All modern manufacturing comes with the uncomfortable reality of embedded carbon. EcoDataCenter keeps the embedded carbon in its physical buildings very low by mostly using laminated wood in the construction process. Schedin explains that the alternatives, steel and concrete, are both “very environmentally impactful materials,” adding that “Concrete still accounts for something like 8% of all global emissions.” 

This is where the cracks in the idea of climate neutral or completely green power start to show. “The hydroelectric power plant where we source our 100% renewable power contains a lot of concrete. Even if that plant's embedded impact is spread out over its entire life cycle, it's still so much concrete that each kilowatt hour we consume from that hydro plant comes with 9 grams of embedded carbon emissions attached,” says Schedin. “Hydro comes with 9 grams per KWh, wind comes with 12 grams - and that's if you're experiencing 0% distribution losses, which is never the case, and could increase your emissions by as much as 10%.”  

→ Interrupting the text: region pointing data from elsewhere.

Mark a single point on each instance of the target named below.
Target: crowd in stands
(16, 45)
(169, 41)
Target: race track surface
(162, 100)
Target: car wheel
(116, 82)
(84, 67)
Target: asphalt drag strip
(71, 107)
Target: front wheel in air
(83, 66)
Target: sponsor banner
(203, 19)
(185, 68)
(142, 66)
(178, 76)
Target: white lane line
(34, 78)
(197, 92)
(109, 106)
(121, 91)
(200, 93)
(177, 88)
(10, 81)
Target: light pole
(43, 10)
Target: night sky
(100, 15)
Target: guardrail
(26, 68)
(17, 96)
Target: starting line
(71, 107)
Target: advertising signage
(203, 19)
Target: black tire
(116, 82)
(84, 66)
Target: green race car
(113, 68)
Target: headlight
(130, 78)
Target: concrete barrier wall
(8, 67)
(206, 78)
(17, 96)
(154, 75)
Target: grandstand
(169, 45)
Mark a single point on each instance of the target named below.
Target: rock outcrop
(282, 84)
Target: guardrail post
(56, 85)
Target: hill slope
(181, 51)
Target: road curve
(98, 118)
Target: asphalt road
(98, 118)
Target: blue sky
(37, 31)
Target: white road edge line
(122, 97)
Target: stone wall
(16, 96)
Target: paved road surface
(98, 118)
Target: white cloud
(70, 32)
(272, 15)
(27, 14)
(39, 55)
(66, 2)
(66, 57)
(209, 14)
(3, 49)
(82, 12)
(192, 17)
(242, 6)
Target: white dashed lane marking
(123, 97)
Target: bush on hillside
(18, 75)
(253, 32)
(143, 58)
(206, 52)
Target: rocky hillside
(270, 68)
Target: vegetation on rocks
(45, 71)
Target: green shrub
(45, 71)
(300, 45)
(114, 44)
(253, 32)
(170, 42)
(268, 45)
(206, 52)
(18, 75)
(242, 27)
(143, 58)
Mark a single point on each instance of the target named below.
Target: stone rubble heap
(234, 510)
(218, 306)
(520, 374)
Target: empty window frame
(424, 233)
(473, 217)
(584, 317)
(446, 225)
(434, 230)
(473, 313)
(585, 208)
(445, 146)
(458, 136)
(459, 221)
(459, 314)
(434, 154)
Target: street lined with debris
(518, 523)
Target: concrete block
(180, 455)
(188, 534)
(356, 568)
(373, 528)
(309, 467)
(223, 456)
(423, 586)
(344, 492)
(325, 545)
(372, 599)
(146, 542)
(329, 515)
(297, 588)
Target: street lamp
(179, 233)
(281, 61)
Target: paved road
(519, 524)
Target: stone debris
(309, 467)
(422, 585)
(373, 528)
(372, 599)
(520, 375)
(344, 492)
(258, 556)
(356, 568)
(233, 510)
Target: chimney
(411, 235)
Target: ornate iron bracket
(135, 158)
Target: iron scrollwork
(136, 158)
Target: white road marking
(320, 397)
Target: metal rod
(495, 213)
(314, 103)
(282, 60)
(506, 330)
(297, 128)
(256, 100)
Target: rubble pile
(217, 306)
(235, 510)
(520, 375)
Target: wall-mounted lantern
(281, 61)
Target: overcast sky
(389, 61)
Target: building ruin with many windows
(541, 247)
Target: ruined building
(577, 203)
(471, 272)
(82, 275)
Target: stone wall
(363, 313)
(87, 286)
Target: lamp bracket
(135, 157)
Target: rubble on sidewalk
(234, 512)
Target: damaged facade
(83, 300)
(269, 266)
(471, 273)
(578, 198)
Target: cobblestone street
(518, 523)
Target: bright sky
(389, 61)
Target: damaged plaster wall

Wind and hydro aren’t the only sources of “green power” that Schedin notes aren’t as sustainable as they seem. “There are places like Iceland, which use a lot of geothermal power. And geothermal emits no carbon. It emits a lot of methane, which is much, much worse,” he says. “Geothermal is actually a really dirty energy source that might be as bad as coal. It's billed as a renewable power source, but in places like Turkey and Indonesia it's generating as many greenhouse gases as coal. Even in Iceland, where it's a little better, they've only managed to get the equivalent embedded carbon down to about 40-50 grams per KWh, but that's still 10 times more than nuclear power.”  

In an industry where conversations about sustainability are only going to get harder, Schedin stresses that “the kind of rhetoric that calls generation methods like geothermal renewable, and calls a data centre 'climate neutral' makes life a bit too easy. You need to dig deeper.” 

As Scope 3 emissions become a bigger part of the conversation, and the data centre industry’s customers place genuine sustainability at the core of their business models, it feels like the industry is on track for a reckoning. “These truths need to be disclosed. Emissions need to be examined transparently, and knowledge needs to be shared so that the industry as a whole can build the most efficient data centres that it can, wherever those sites are located,” Schedin reflects. “Renewable power comes with embedded carbon. No one can argue with that statement, but still we have companies out there in the industry claiming to be 100% climate neutral. The market and the industry may not be ready for these difficult conversations, but the customers are ready for it, and I think that will drive some serious changes quickly.”